Cronaca

Riconsegnato un documento del 1592 sui miracoli di Nostra Signora di Bonaria

A conclusione di una complessa attività investigativa, riconsegnato all’Archivio storico Diocesano il documento con cui l’Arcidiocesi di Cagliari riconobbe ufficialmente la storia e i miracoli attribuiti alla statua di Nostra Signora di Bonaria.



Questa mattina, presso la Sede dell’Arcivescovado di Cagliari, alla presenza di S.E.R. Monsignor Arrigo Miglio, del Procuratore della Repubblica presso il Tribunale di Cagliari, Dott.ssa Maria Alessandra Pelagatti e del Comandante Provinciale dei Carabinieri di Cagliari, Col. Luca Mennitti, i Carabinieri del Nucleo Tutela Patrimonio Culturale (TPC) di Cagliari, hanno restituito a Don Ferdinando Loddo, Direttore dell’Archivio storico Diocesano del Capoluogo sardo, un documento d’archivio del 1592, contenente il Processo Canonico intitolato “Informacion recebida sobre la invencion y milagros de la santa imagen de la santissima virgen de buenayre”, unitamente alla traduzione in italiano di fine ‘800-inizi ‘900, con cui l’Arcidiocesi di Cagliari riconobbe ufficialmente la storia ed i miracoli attribuiti alla statua di Nostra Signora di Bonaria.

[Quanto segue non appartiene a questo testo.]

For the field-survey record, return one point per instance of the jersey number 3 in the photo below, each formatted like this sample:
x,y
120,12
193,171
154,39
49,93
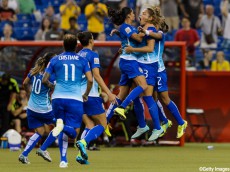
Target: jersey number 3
x,y
67,72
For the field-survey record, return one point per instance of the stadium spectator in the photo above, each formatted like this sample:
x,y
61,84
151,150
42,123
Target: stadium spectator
x,y
8,91
142,4
18,111
50,14
190,36
26,6
226,18
73,28
210,26
171,16
13,4
95,13
45,27
55,33
6,13
67,10
220,64
206,62
192,10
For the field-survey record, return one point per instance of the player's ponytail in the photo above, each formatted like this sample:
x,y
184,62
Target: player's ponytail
x,y
41,63
118,17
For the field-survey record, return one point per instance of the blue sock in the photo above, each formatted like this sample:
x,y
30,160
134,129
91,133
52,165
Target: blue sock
x,y
161,113
32,142
84,133
175,112
139,111
94,133
70,131
153,110
63,145
132,95
110,111
49,140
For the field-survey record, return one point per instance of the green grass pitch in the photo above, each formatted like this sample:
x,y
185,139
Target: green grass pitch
x,y
127,159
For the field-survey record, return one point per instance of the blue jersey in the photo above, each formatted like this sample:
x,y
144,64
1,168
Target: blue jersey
x,y
68,69
39,100
159,48
147,58
126,32
94,62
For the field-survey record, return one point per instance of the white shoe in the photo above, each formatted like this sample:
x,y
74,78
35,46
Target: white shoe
x,y
59,127
63,164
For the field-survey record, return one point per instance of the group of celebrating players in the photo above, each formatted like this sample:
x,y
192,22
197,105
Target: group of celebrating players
x,y
75,78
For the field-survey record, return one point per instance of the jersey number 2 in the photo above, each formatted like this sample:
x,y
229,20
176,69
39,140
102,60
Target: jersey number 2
x,y
67,72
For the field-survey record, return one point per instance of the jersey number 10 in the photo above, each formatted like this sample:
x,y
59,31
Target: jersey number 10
x,y
67,72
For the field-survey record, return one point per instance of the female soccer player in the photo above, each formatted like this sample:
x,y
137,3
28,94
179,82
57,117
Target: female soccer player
x,y
39,111
93,107
148,61
162,87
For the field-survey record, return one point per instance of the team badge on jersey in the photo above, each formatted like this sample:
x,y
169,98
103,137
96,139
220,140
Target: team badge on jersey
x,y
96,60
140,69
127,30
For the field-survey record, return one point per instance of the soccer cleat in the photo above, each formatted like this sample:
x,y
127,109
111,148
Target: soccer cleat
x,y
82,161
155,134
165,127
81,144
63,164
181,129
107,132
23,159
59,127
120,112
44,154
140,131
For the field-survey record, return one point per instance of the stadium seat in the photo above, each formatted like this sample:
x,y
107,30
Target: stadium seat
x,y
24,34
202,123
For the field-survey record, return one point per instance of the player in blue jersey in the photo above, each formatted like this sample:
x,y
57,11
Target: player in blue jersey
x,y
148,61
130,70
162,87
93,107
67,100
39,111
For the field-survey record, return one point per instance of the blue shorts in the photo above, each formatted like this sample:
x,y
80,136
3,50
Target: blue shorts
x,y
36,119
129,70
69,110
162,82
94,106
150,72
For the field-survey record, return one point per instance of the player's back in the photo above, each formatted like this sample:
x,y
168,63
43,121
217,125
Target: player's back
x,y
68,69
39,98
93,59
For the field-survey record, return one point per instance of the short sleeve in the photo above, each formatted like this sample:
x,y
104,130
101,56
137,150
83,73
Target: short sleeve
x,y
86,66
50,67
94,62
127,30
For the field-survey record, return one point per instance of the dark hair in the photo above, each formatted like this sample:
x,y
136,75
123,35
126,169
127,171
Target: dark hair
x,y
70,42
41,63
42,25
73,19
118,17
84,37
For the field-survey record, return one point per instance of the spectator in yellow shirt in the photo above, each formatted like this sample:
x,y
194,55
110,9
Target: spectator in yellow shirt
x,y
67,10
95,13
220,64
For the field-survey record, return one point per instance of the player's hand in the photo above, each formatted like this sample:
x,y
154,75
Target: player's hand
x,y
112,98
85,97
128,49
114,31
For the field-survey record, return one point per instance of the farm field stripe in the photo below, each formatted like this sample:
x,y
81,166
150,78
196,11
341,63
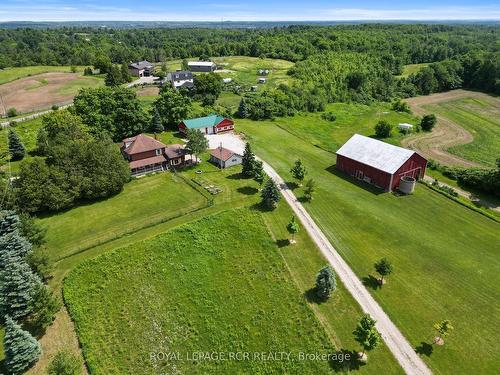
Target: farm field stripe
x,y
397,343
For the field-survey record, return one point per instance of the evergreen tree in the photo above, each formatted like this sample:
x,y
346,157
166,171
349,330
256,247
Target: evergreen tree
x,y
310,189
270,195
298,171
18,285
9,222
242,109
156,125
248,161
21,349
13,248
293,228
383,268
258,172
125,73
16,147
325,282
366,334
197,143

Le indagini sono iniziate nell’ottobre del 2017, a seguito di una denuncia presso il Nucleo TPC di Cagliari dell’ammanco di diversi documenti storici dopo un controllo inventariale del locale Archivio Diocesano. Tra i beni mancanti spiccava, per l’elevatissimo valore devozionale, il prezioso testo, relativo al processo cognitivo dei miracoli riconducibili alla statua della Madonna di Bonaria, presente nei registri fino al 1970.


Le successive investigazioni, focalizzate su persone che erano solite frequentare il luogo, si sono concentrate su un grande appassionato della specifica materia deceduto, però, agli inizi degli anni 2000. Le attività si sono pertanto concentrate sugli eredi dello studioso. Infatti, proprio uno di questi, a seguito di ulteriori ricerche sui beni ereditati dal defunto parente, ha individuato il prezioso documento tra quelli in suo possesso e ha riconsegnato spontaneamente agli investigatori l’importante documento.


Gli approfondimenti tecnico-scientifici sul bene sequestrato, effettuati anche dai funzionari della Soprintendenza Archivistica di Cagliari, consentivano il riconoscimento ufficiale dell’antico documento.